Ser ou estar, eis a questão

Na maioria dos idiomas, os verbos ‘ser’ e ‘estar’ não se diferenciam. Em inglês, ‘I am’ tanto significa ‘eu sou’, quanto ‘eu estou’. Isso é quase uma regra genérica, e a língua portuguesa, felizmente, é uma das exceções. Por que ambos os verbos não poderiam ser mais distintos. ‘Ser’ não tem nada a ver com ‘estar’, apesar da confusão em relação aos dois conceitos.

Uma das grandes causas de frustração e decepção nas pessoas é a transformação do ‘estar’ em ‘ser’. Louco? Me explico: o sujeito se ilude com o que ‘está’, pensando que ‘é’. Piorou? Tento novamente: O ‘estar’ é transitório, o ‘ser’ é definitivo.

Tentarei esclarecer com um exemplo prático. Pergunte a alguém o que ele(a) faz, e ouvirá como resposta o que ele(a) está, com o verbo ‘ser’ surrupiado para expressar equivocadamente o que a pessoa não é. Confuso?

Segue então o diálogo:

– O que você faz?

– Sou diretor da Empresa ‘X’

A maioria das pessoas responde assim, o que é um erro ‘filosófico-gramatical duplo’. Por que o sujeito não é diretor da Empresa ‘X’, ele ‘está’ diretor. Amanhã, a empresa pode quebrar ou ser adquirida, ele pode ser demitido ou promovido a presidente. Em quaisquer dessas situações, o ‘estar’ diretor não valerá mais. É transitório. Responder com o nome de um cargo a uma pergunta cujo verbo denota uma ação (‘fazer’) também não é correto. É claro que uma resposta desse tipo já se tornou padrão, mesmo para aqueles que não caíram na armadilha do ‘verbo estar’, mas é importante compreender as diferenças.

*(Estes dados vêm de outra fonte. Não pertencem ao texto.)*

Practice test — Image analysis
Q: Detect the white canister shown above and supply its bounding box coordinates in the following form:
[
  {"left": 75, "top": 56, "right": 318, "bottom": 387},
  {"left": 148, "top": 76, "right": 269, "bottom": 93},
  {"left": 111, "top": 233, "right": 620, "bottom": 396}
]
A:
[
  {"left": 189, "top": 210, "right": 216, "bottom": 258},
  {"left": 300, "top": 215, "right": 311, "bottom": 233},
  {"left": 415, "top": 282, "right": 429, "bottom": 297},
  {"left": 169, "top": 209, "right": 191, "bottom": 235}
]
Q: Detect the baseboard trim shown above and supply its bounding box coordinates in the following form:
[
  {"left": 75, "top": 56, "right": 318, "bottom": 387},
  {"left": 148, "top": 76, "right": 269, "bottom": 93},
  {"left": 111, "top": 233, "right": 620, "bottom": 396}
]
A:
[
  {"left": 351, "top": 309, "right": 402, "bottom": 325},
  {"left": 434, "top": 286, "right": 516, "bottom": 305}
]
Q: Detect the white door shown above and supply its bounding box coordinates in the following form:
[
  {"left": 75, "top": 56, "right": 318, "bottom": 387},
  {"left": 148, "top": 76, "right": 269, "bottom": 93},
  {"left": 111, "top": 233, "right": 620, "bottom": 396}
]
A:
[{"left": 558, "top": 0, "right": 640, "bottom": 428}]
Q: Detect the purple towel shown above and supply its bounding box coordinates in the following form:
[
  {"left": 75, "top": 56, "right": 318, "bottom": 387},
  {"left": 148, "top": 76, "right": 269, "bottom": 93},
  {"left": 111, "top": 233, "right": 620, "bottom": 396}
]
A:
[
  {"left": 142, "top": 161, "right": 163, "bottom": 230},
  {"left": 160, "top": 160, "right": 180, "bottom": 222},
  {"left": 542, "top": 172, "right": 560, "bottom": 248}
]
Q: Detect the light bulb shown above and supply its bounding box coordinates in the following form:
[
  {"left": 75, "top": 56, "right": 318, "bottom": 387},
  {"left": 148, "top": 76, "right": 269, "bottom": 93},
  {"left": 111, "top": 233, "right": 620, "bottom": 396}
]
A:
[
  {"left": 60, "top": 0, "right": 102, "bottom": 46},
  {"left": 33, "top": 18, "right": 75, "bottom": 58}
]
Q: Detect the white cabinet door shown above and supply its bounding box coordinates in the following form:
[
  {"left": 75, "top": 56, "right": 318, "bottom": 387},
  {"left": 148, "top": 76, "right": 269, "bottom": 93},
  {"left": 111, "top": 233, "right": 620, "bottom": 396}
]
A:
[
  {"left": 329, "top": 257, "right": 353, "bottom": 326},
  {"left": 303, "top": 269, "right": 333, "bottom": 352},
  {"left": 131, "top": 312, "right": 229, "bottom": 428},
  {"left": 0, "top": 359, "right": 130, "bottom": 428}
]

Voltemos ao imbróglio ‘ser x estar’.

O ‘estar’ é um hipnotizador de almas. O sujeito se ilude com o seu estado transitório, ganha virtudes por conta disso, é paparicado, se engrandece, e por fim  se convence de que aquela situação é perene. Muitas vezes esquece de quem ele realmente ‘é’. Em algum momento, no curto ou no longo prazo, será confrontado com a situação onde o efêmero é inútil.

Poder, orgulho, riqueza, tristeza, e até felicidade se conjugam com o verbo ‘estar’. Para quem pensa que a riqueza é permanente, no limite basta ao ir ao cemitério e fazer uma pesquisa com quem já partiu…

Educação, respeito, solidariedade, humildade, entre outros, se conjugam com o verbo ‘ser’. Quem é educado ou solidário, não deixa de sê-lo por conta de circunstâncias adversas.

Muitas vezes, quando o destino despe as pessoas de suas características temporárias, elas podem se frustrar. Antigos bajuladores agora lhes dão as costas, pois elas deixam de ‘ser’ o que ‘estavam’. Ao mesmo tempo, essa transformação pode decepcionar outros tantos, pois quando se veem diante do que as pessoas realmente ‘são’, passam a compreender o poder hipnótico do ‘verbo estar’.

Enfim, apesar da mistura de ideias que o próprio texto intencionalmente traz, o fato é que onde ‘estamos’ pode ser importante hoje, mas é passageiro. Devemos investir no que ‘somos’, pois isso carregamos para sempre. É o que realmente importa.